Count the Cost

There’s a verse in the Bible that reads, “But don’t begin until you count the cost. For who would begin construction of a building without first calculating the cost to see if there is enough money to finish it?” Luke 14:28 NLT

Pursuing the dream of writing can be expensive. There’s the hardware involved: computer (usually a laptop), printer, phone, tablet and so on.

Operating in today’s publishing world requires Internet (few publishers or agents accept snail mail submissions).

There’s conferences and workshops to attend either in person or online. There’s travel, hotel, food and miscellaneous items.

If we join a local critique group, there’s gas and car maintenance.

In other words, it ain’t cheap.

On top of all this, current research indicates only a small number of writers make a living through their writing.

In business terms, there may be little ROI (return on our investment).

I recommend having a plan for the financial aspects of your writing.
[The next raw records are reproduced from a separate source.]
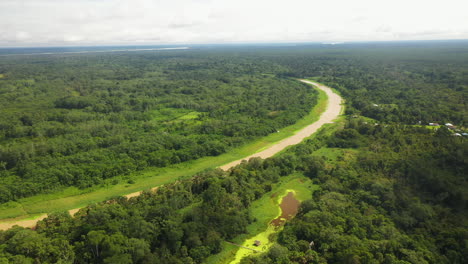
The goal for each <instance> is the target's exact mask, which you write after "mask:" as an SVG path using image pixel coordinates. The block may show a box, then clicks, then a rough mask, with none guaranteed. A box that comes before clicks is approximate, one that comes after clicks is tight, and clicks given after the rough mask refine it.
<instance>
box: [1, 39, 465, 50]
mask: <svg viewBox="0 0 468 264" xmlns="http://www.w3.org/2000/svg"><path fill="white" fill-rule="evenodd" d="M459 42H467V43H468V38H466V39H435V40H432V39H430V40H427V39H421V40H369V41H346V42H332V41H317V42H286V41H285V42H279V41H278V42H219V43H180V44H179V43H175V44H170V43H169V44H168V43H164V44H158V43H149V44H142V43H138V44H132V43H128V44H119V45H114V44H83V45H62V46H58V45H57V46H54V45H44V46H34V45H31V46H5V47H1V46H0V50H8V49H18V50H21V49H73V48H96V49H106V48H121V49H129V50H132V49H140V50H144V48H151V49H156V48H159V49H165V48H167V49H168V50H173V49H174V48H175V49H185V48H187V49H190V47H208V46H306V45H330V46H335V45H336V46H338V45H353V44H392V43H393V44H398V43H459ZM107 51H108V50H106V52H107ZM115 51H121V50H115ZM94 52H96V51H94ZM64 53H79V52H78V51H76V52H64Z"/></svg>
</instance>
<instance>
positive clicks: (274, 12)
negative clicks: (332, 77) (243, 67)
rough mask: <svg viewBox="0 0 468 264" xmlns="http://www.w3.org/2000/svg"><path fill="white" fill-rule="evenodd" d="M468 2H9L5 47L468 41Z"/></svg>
mask: <svg viewBox="0 0 468 264" xmlns="http://www.w3.org/2000/svg"><path fill="white" fill-rule="evenodd" d="M467 9H468V3H467V2H466V1H464V0H446V1H444V2H443V3H441V2H440V1H435V0H413V1H407V0H393V1H388V0H382V1H371V0H356V1H344V0H329V1H313V0H312V1H310V0H289V1H284V0H238V1H223V0H217V1H214V0H173V1H161V0H133V1H125V0H73V1H67V0H61V1H59V0H22V1H17V0H2V1H1V2H0V47H44V46H83V45H86V46H88V45H93V46H102V45H106V46H107V45H112V46H119V45H135V44H138V45H163V44H166V45H179V44H180V45H187V44H212V43H270V42H290V43H298V42H351V41H403V40H420V39H421V40H444V39H468V16H467V15H466V10H467Z"/></svg>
Check your finances. Set a budget for your writing. Make a spending plan for your finances. There are plenty of resources out there to help organize your information. Here are a few:  https://www.mint.com, https://www.youneedabudget.com, https://www.everydollar.com

We have to make sure our spouse is included in managing our finances and in using some of our resources to pursue our writing dream. In the beginning, the money is going to come from someplace in your current finances. Where?

We need to make sure our four financial walls are covered: housing, food, clothing and transportation. Next consider the cost and amount of our debt beyond our house and car payments. Can we afford to add more debt or do we need to focus on reducing or eliminating current debt first?

As we work our spending plan, do we find any money freed up? Mark that as our writing money and set up a bank account. It may only be $15 a week. It may be $100. Then figure out what we need for writing besides what’s listed above. Things like books and magazines on the craft, joining organizations.

Identify conferences and workshops we want to attend in the next year. Count the cost: registration fees, hotel and transportation, food, spending money.

We may need to make some choices because we probably won’t be able to do it all. Now we face the decision of what can we afford to do? What is the best allocation of our resources? What event promises the most benefit to improving our craft, building our network, improving our prospects for success?

The other expense to consider is time. We only have twenty-four hours a day. We can’t negotiate for more hours. We have to work within what we have. So our time, like our finances, needs to be managed. When will we write? How will we make time for family, church, work, chores, errands, etc. and still have time to write?

How have you managed your finances as you follow your writing dream? What’s worked for you? What hasn’t?